Whether this Covidean hiccup turns out to be an aberration – perhaps a global collective delusion – or something more sinister, we have yet to discover. Dystopian literature is a wide-ranging genre, and it will be no surprise to readers of Isaac Asimov’s Nightfall (published in 1941) or Ray Bradbury’s Fahrenheit 451 (published in 1953) that society is fragile and prone to technological misadventure. Was Orwell a cynical pessimist or visionary prophet?
As the pendulum swings back to normality, it is tempting to move on and hope that we have learned our lessons and will muddle through from here. That would be a mistake. This misadventure could – and should – have been avoided. We cannot again allow unhinged autocrats to unpick the checks and balances that exist precisely to limit the excesses of unfettered power. The Coronavirus Act 2020 has now thankfully lapsed (though why can coroners inquests still proceed without a jury where the suspected cause of death is Covid-19?). The UK Public Health Act 1984 (PHA) was the statute that was used (abused?) to enact it, and needs to be neutered. But what use are these pieces of paper if a democracy will turn – rabidly – on a hitherto harmless but now scapegoated minority?
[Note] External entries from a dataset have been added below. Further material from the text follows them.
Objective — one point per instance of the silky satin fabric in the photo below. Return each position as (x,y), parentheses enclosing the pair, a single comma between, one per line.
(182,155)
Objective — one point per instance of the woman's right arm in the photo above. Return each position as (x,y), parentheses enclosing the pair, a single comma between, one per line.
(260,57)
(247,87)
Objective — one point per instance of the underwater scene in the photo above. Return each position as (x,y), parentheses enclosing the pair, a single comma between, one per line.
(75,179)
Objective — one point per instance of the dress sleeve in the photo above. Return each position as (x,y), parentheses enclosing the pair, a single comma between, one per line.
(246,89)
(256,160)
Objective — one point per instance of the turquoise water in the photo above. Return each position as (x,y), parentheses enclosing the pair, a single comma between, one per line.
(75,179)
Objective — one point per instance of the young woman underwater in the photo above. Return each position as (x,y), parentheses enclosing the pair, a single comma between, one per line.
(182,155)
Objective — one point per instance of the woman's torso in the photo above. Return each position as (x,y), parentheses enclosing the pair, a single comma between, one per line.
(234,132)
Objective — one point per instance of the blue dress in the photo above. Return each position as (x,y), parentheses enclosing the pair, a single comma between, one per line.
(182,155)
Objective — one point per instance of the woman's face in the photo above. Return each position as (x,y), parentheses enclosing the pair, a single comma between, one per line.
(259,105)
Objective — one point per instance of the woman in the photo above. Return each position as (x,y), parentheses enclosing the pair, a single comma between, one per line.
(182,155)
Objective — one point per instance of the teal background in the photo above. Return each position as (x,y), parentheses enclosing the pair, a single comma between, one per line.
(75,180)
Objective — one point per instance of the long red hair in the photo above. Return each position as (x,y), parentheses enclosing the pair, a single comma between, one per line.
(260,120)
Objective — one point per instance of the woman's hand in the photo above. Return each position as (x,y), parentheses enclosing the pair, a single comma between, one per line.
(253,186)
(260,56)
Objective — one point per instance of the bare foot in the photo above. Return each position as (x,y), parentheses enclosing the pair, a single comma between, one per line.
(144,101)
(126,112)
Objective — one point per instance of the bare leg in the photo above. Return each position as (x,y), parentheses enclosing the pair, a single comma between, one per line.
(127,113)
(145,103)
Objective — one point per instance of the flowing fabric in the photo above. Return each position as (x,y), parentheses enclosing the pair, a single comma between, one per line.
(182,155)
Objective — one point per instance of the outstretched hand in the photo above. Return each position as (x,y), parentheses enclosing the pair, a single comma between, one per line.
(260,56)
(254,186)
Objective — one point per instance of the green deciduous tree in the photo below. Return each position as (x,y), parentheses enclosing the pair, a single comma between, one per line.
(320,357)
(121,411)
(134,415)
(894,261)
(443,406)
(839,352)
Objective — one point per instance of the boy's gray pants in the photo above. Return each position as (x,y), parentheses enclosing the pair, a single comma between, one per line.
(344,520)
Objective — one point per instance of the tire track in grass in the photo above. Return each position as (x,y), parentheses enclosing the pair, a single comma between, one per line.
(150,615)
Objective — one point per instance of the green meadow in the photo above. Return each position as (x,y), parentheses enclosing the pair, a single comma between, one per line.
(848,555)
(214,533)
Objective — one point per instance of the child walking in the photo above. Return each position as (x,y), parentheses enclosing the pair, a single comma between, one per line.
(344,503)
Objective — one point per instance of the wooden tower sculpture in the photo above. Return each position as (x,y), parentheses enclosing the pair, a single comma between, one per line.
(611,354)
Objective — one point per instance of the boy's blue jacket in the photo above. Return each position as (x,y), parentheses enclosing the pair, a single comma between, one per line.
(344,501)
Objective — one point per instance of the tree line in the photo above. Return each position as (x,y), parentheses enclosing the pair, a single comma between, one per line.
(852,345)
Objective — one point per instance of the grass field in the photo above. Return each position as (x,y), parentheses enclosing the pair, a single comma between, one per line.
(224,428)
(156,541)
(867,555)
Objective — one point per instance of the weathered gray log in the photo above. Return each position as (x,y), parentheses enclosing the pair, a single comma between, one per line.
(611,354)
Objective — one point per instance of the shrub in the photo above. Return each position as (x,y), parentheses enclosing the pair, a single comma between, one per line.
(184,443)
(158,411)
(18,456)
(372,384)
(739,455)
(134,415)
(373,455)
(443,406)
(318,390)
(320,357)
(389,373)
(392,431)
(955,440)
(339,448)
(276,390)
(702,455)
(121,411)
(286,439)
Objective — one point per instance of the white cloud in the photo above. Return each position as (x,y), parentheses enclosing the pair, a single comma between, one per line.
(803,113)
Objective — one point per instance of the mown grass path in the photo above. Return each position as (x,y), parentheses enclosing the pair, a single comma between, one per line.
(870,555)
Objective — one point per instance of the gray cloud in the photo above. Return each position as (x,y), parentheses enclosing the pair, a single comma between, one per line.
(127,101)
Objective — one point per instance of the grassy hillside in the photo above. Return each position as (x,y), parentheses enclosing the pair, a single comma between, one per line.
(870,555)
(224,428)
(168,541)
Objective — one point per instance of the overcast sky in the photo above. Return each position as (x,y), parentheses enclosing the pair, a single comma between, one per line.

Looking to the future, HART is putting together its dossier for the upcoming Covid-19 inquiry – the terms of reference for this were published on the Ides of March (beware!). It is only natural in situations such as these, that authorities – and individual decision makers – might wish to whitewash the whole saga and come out smelling of roses. Where were the impact assessments? The balance of risk vs benefit? Who was calling the shots (in all senses of the word)? We have to move on. But part of moving on means ensuring that it can’t happen again. We owe it as much to the children – they need a future – as to the memory of those who were abandoned to their solitary fate, cut off from loved ones in their hour of need.